Dave Forest is a former geologist who worked in mining and petroleum for more than two decades. He has since channeled most of his technical expertise into the finance and investment sector, originally joining the Casey Research group in 2004.

He served as Managing Director of Notela Resource Advisors, an advisory company focused on the analysis and design of global investment opportunities in the natural resource sector before he became a financial analyst with Casey Research. Dave Forest continues to travel extensively throughout Asia and Latin America, reviewing resource projects and new investment opportunities, especially in the natural resources sector.

 

The Opportunity

Unlike stocks that can soar up to 1,000% or slightly more within months, this special type of private investment can bring gains of up to 10,000% and become a game-changer for short-term speculators. According to him, these are not cryptos, options, IPOs, or Pre-IPOs but “actual companies producing real goods and services. They’re already bringing in cash.”
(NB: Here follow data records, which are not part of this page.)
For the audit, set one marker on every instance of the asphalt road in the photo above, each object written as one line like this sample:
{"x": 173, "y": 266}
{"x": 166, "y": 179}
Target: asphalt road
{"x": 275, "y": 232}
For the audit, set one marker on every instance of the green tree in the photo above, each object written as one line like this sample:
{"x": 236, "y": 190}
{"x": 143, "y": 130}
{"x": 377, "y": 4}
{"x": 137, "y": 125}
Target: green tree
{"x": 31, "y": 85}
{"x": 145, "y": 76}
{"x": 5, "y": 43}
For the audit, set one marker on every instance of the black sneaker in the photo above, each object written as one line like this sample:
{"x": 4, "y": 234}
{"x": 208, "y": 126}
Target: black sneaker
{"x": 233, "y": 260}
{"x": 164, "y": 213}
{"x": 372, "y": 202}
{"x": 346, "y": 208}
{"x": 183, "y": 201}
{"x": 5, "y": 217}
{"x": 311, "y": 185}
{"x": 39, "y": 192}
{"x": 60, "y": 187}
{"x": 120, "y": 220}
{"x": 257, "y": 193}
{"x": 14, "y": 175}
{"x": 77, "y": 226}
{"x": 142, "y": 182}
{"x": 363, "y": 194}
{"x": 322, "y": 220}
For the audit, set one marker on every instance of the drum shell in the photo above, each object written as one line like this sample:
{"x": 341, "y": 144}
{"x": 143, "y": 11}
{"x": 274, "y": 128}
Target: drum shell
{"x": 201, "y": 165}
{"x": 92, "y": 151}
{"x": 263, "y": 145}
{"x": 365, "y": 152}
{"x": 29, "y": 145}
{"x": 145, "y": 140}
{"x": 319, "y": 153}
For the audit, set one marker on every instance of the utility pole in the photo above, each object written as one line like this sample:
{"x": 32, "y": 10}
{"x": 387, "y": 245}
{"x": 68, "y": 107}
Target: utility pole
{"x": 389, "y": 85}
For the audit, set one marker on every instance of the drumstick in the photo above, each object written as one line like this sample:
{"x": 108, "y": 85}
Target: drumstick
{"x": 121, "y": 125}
He goes on to mention that “you can buy them through your existing brokerage account… if you know the right code.” The type of investment he teases is part of many companies’ capital structures – and the best part is, “they can give you much bigger returns than investing in a company’s common stock.”

To catch your interest, Forest says that “Buffet’s $12 Billion Lie” is regularly making these type of investments, which can and regularly do deliver 8,000% returns in just six months. So, what is the catch? According to the author, of the over 6,100 different stocks that are trading on both the NASDAQ and NYSE, only 5% have issued these types of securities. The reason why they are almost impossible to identify is that they have ticker symbols, similar to the ones stocks receive when they become publicly traded. Except that these securities all have an identifying letter in their tickers, such as a “W”, and it is the easiest way to identify them. Just like stocks, these securities are connected to real companies, “and they are even listed on the same markets that stocks trade on.”
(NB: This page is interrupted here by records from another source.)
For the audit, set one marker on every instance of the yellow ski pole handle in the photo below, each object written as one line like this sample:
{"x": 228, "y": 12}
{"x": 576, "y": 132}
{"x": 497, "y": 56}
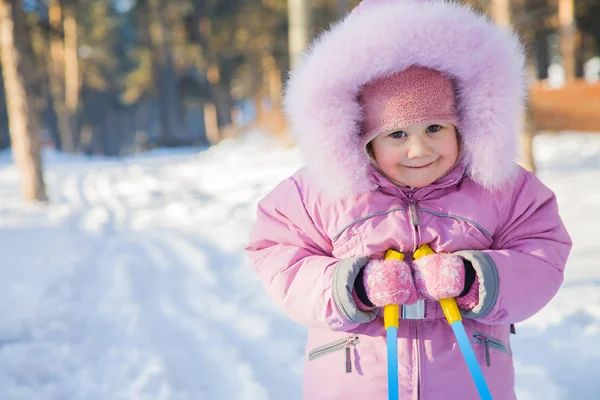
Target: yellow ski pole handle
{"x": 391, "y": 312}
{"x": 449, "y": 306}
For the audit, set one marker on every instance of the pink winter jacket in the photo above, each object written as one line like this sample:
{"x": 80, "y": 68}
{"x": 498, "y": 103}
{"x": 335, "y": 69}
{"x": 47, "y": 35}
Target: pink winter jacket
{"x": 487, "y": 209}
{"x": 515, "y": 240}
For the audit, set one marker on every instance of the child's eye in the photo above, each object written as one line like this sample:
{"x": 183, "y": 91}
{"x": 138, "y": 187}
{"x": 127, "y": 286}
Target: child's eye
{"x": 433, "y": 128}
{"x": 398, "y": 134}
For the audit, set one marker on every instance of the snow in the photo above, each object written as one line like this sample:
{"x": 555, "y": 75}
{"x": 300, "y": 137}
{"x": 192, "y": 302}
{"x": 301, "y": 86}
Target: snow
{"x": 133, "y": 282}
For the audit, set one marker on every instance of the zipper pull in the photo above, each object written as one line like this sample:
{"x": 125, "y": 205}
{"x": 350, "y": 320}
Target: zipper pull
{"x": 414, "y": 215}
{"x": 352, "y": 341}
{"x": 486, "y": 342}
{"x": 348, "y": 360}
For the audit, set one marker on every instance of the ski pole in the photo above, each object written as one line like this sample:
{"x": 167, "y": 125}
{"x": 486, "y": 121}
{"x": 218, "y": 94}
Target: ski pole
{"x": 455, "y": 320}
{"x": 391, "y": 318}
These securities have been around for decades, but the reason why they aren’t very popular is that they are “created by the companies themselves and they’re issued directly to wealthy investors like Warren Buffett”. They also give you the right to buy a company’s stock at a specific price and a specific date, and anything else that you would gain after selling the stock would be your profit. 

They are even less complicated than other tradable instruments but the reason why they are less popular is that only a handful of companies choose to issue them and when they do, they are usually issued directly to a recipient. In other words, trading them as a small retail investor is hard to do, unless you know their specific ticker symbols.

 

So What Exactly is Being  Teased Here?

Although the author doesn’t mention any specific company that issues these mandates, there are still some interesting pieces of information he shares, in his attempt to spread knowledge about the existence of these alternative securities and how regular investors and short-term speculators can benefit from them. 
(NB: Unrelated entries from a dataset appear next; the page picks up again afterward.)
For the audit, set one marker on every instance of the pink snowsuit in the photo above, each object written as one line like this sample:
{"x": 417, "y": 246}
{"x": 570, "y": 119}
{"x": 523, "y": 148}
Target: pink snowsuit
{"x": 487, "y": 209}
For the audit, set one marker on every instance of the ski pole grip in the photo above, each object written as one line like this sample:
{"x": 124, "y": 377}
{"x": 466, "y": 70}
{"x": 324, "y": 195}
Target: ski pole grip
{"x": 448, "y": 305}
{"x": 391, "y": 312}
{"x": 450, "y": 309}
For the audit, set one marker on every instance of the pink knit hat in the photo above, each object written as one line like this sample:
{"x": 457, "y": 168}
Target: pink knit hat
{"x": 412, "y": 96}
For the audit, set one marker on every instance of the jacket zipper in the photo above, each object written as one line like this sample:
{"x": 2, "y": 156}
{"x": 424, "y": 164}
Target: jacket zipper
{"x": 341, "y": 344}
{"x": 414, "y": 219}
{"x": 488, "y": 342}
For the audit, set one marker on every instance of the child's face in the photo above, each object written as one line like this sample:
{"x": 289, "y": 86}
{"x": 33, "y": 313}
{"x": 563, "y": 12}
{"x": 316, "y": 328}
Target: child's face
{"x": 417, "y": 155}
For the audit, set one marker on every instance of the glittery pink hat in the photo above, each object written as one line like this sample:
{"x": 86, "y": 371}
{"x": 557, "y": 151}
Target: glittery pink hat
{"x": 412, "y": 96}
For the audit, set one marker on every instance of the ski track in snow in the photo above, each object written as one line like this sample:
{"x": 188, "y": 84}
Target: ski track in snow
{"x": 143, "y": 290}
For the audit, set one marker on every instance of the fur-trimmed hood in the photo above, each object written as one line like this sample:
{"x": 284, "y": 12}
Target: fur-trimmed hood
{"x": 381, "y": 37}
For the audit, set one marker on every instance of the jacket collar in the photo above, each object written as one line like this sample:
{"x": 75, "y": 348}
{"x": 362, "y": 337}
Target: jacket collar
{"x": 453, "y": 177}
  • The reason why some companies decide to sell alternative securities is that they require large capital, most probably to innovate through R&D or fund their growth, which is why you will see most such firms that are active in high-innovation fields like biotech, cryptos, semiconductors, marijuana or online gambling, and e-sports be issuers of this type of security. Sounds a lot like a list of teasers we have covered here in the past: Pfizer of Pot or $6 Semiconductor Company.
  • They choose to issue them because they either “don’t want to go into debt by selling bonds” or directly issue new equity. 
  • Forest mentions that some of these securities can be as cheap as a penny and gives the example of Advanced Micro Devices (AMD), saying that “these AMD alternative securities did 15 times better than AMD stock”

Ladies and gentlemen, the alternative securities Dave is talking about here are none other than Stock Warrants. He goes on to say that “warrants give individual investors a direct way to profit right from their existing brokerage accounts, with alternative securities that can cost a dime or less”. However, “like all investments, warrants carry risks”, so you should have at least some investing experience before trading in them. Besides, you still need to know the special “W” code in their ticker symbols, as they are not easy to find unless you have someone from “the inside” like the author.

 

Are Stock Warrants a Good Investment Opportunity?

Although Dave Forest doesn’t pump up any specific company’s warrants and only talks about them in general. We can tell you that such securities are generally the domain of special situation investors and institutional traders, which is why you will not hear about them being talked about much on TV or be promoted to you by your regular broker. 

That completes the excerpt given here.